While the future of same-sex marriage is uncertain under President Donald Trump, Glick feels audiences will still be able to laugh (and cry) at Jordan’s stumbles on the road to matrimony as much now as they did in 2015. The character, he said, is “an honestly written depiction of a modern gay man,” and more three-dimensional than the quirky sidekicks that many LGBTQ people are relegated to in other plays. Presenting Jordan’s tribulations in a tragicomic light, he said, is “a privilege” given the real-life struggles many queer people are now experiencing.
“I think that having a protagonist who is a gay man is really important, in the same way that having a protagonist who is someone of color in a play is really important,” Glick, who is also gay, told The Huffington Post.

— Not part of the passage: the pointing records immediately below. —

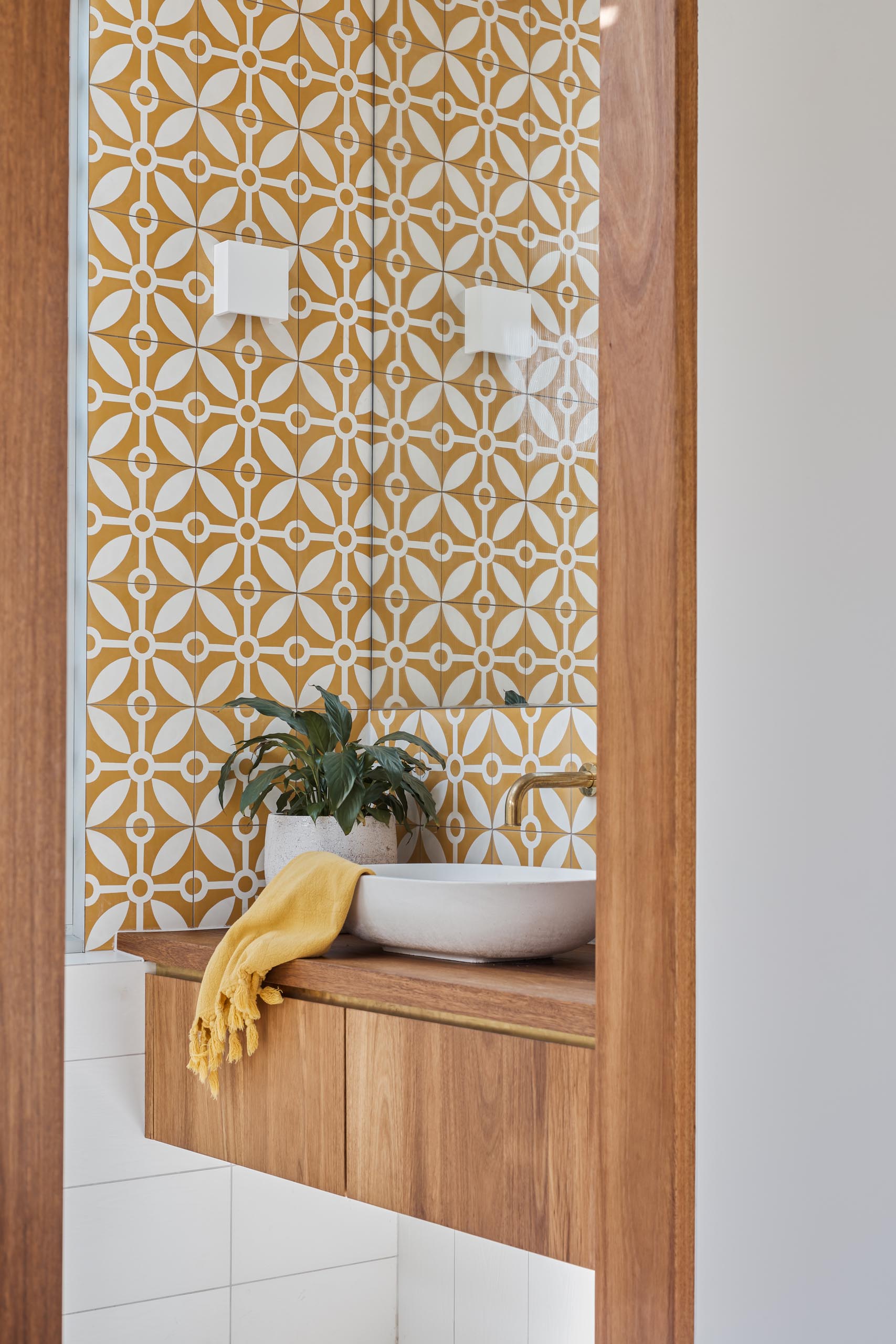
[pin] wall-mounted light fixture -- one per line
(498, 322)
(251, 280)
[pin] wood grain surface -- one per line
(543, 995)
(34, 261)
(484, 1133)
(647, 637)
(280, 1112)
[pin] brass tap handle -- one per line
(585, 780)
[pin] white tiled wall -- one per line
(155, 1235)
(458, 1289)
(164, 1245)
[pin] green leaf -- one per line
(319, 731)
(342, 772)
(422, 796)
(392, 762)
(350, 808)
(260, 786)
(272, 709)
(229, 762)
(410, 737)
(339, 717)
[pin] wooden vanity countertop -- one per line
(537, 996)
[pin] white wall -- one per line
(164, 1245)
(797, 674)
(458, 1288)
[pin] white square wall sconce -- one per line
(498, 322)
(251, 280)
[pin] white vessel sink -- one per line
(473, 911)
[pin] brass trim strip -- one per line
(448, 1019)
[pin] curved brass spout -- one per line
(585, 780)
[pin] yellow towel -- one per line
(297, 915)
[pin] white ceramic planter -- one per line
(285, 838)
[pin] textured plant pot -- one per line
(285, 838)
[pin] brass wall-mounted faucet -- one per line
(585, 780)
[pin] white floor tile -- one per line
(105, 1010)
(136, 1240)
(194, 1319)
(104, 1126)
(303, 1229)
(561, 1303)
(354, 1304)
(491, 1292)
(425, 1283)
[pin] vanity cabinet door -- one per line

Moreover, Jordan’s experiences aren’t defined by his sexuality or gender. “We’re dealing with universal themes – loneliness, yearning, striving for companionship. That, to me, is thrilling,” he said.
From a professional standpoint, “Significant Other” marks the start of a new chapter for Glick. The show is the Philadelphia native’s first Broadway stint since he left the cast of “Spring Awakening” in 2007; though he was cast in 2010’s “Spider Man: Turn Off The Dark,” his character got cut before the show’s opening night. Glick has been a fixture on the New York stage, starring in 2007’s “Speech and Debate” and the Public Theater’s production of “Into The Woods” in 2012. “Significant Other” is his first time as a leading man. “I’ve been playing teenagers for a decade,” he quipped, “so this is a nice little jump.”

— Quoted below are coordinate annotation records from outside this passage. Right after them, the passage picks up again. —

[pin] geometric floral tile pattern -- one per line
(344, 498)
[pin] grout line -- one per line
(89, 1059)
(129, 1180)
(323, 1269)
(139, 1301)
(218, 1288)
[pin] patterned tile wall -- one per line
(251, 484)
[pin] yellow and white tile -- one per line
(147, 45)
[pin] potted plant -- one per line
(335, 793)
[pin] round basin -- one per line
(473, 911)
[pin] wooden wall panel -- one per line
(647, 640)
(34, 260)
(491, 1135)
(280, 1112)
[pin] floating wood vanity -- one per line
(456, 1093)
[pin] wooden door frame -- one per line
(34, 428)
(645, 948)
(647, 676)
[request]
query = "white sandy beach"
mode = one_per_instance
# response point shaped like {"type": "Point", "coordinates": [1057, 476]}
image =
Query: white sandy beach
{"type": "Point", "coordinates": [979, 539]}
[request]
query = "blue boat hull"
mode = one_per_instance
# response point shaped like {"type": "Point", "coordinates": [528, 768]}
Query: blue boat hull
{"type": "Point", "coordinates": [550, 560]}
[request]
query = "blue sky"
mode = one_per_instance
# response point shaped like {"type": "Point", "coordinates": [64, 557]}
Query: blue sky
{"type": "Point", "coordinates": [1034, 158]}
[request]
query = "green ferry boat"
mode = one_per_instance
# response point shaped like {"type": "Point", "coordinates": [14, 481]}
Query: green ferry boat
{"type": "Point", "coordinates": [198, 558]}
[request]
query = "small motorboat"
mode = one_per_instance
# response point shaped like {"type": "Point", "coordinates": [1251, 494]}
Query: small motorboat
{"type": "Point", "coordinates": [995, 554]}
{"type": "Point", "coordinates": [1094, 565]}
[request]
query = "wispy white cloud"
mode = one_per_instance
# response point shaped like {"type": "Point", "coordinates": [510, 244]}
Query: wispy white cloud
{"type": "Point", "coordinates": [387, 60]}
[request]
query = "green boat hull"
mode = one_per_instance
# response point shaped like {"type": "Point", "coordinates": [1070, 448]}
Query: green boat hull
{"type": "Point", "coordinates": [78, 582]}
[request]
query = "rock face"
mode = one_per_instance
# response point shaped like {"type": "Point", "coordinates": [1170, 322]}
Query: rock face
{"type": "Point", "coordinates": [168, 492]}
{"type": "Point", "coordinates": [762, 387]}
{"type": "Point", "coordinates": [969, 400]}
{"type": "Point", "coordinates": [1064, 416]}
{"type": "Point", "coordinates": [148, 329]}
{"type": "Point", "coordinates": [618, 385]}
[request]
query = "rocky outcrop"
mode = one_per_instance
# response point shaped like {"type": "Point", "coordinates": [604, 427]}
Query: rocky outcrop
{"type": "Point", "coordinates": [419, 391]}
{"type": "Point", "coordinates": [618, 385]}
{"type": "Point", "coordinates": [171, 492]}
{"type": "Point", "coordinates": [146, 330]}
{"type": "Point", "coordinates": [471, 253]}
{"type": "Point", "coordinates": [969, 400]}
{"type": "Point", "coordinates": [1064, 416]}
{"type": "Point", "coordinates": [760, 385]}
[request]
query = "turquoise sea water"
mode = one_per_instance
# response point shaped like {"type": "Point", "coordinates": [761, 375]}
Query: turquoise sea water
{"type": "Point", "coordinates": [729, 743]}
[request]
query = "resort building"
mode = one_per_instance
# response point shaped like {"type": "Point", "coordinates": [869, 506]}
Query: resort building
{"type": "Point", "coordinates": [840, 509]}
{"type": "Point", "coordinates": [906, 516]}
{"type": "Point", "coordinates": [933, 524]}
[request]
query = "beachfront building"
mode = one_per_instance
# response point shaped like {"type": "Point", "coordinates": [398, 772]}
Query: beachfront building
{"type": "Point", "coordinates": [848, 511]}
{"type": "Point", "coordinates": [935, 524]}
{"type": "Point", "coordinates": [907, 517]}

“The only responsibility that I feel is honesty. I think sometimes people feel like being gay is a niche. It’s not a niche.”

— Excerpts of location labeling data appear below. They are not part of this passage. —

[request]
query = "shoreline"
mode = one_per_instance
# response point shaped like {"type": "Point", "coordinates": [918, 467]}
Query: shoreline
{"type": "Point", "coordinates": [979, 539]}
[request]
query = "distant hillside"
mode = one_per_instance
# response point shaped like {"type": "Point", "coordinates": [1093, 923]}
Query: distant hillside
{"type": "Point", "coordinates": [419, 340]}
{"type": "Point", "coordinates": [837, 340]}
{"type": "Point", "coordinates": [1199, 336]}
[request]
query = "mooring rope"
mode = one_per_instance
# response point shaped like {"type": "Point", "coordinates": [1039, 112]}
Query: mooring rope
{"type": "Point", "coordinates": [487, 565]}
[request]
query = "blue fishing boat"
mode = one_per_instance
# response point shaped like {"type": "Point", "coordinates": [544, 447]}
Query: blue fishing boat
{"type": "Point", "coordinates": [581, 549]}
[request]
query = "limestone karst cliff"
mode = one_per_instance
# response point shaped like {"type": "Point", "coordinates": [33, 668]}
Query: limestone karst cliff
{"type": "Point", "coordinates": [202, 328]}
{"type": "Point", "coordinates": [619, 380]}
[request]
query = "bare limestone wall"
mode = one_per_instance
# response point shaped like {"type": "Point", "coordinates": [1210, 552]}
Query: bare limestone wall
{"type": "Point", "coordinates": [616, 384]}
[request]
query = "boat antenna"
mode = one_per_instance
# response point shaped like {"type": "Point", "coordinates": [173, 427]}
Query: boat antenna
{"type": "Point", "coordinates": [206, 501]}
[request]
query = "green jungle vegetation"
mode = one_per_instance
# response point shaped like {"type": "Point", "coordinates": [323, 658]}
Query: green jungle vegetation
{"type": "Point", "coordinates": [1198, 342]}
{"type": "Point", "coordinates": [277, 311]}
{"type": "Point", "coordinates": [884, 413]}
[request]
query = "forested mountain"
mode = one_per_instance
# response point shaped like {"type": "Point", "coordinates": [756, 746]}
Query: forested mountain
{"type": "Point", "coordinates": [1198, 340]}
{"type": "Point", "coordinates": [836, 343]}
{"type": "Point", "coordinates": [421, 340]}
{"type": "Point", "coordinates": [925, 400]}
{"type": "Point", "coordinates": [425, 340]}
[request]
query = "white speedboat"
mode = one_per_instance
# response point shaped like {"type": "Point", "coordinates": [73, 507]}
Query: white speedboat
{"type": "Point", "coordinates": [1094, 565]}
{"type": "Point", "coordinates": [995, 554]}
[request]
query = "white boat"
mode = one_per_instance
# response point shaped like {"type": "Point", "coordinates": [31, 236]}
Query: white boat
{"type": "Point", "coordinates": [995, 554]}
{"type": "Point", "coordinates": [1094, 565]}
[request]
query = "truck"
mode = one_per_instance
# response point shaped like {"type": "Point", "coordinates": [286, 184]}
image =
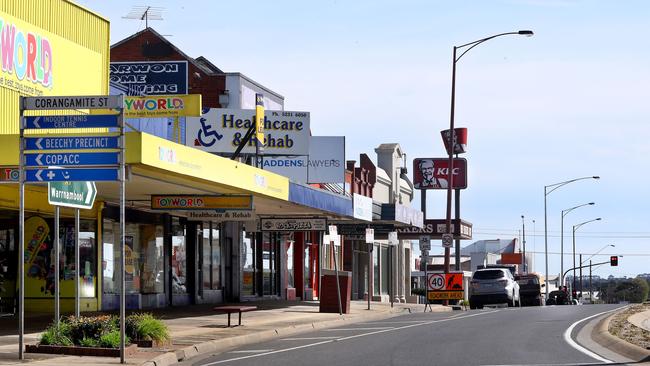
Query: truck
{"type": "Point", "coordinates": [530, 289]}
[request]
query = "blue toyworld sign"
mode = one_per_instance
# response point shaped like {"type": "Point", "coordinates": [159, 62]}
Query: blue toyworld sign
{"type": "Point", "coordinates": [151, 78]}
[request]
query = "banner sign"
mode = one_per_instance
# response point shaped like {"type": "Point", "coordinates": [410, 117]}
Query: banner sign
{"type": "Point", "coordinates": [220, 130]}
{"type": "Point", "coordinates": [435, 228]}
{"type": "Point", "coordinates": [226, 215]}
{"type": "Point", "coordinates": [325, 163]}
{"type": "Point", "coordinates": [151, 77]}
{"type": "Point", "coordinates": [197, 202]}
{"type": "Point", "coordinates": [162, 106]}
{"type": "Point", "coordinates": [432, 173]}
{"type": "Point", "coordinates": [259, 122]}
{"type": "Point", "coordinates": [362, 207]}
{"type": "Point", "coordinates": [460, 140]}
{"type": "Point", "coordinates": [294, 224]}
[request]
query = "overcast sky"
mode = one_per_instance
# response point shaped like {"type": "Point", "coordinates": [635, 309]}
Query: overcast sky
{"type": "Point", "coordinates": [571, 101]}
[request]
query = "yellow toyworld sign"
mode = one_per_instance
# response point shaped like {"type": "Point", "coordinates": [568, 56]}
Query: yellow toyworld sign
{"type": "Point", "coordinates": [156, 106]}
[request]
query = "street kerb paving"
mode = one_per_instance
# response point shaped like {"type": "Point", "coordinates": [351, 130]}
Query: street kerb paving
{"type": "Point", "coordinates": [197, 330]}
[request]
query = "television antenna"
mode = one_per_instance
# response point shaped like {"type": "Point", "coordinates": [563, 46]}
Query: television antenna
{"type": "Point", "coordinates": [145, 13]}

As for Jordan himself, Glick said he identified with the character instantly. “We speak many of the same languages. The stretch is not too far,” he told HuffPost. Still, there’s one notable difference: Glick is in a relationship, while Jordan remains unhappily single even as his gal pals (Sas Goldberg, Rebecca Naomi Jones and Lindsay Mendez) couple off one by one. “I tend to overthink and overanalyze, but I think Jordan can get in his own way a bit. Part of his struggle is that he’s always comparing himself to his friends,” he said. “I don’t think I do that.”
Though his “Spring Awakening” character, Ernst, was also gay, the actor said he isn’t concerned about being pigeonholed after his turn in “Significant Other” wraps. Moving forward, his only requirement is that his characters are “varied and authentic,” he said.
“Straight men are never asked, ‘How does it feel playing a straight guy all the time? What’s that like?’ I don’t think my approach is any different,” Glick, who has never shied away from the subject of his own sexuality in interviews, said. “The only responsibility that I feel is honesty. I think sometimes people feel like being gay is a niche. It’s not a niche.”
If Glick has it his way, this won’t be his only crack at the role of Jordan Berman, too. “I’m secretly hoping that this will be a trilogy of some sort,” he said, “and that we can find a way to revisit it every 10 years.”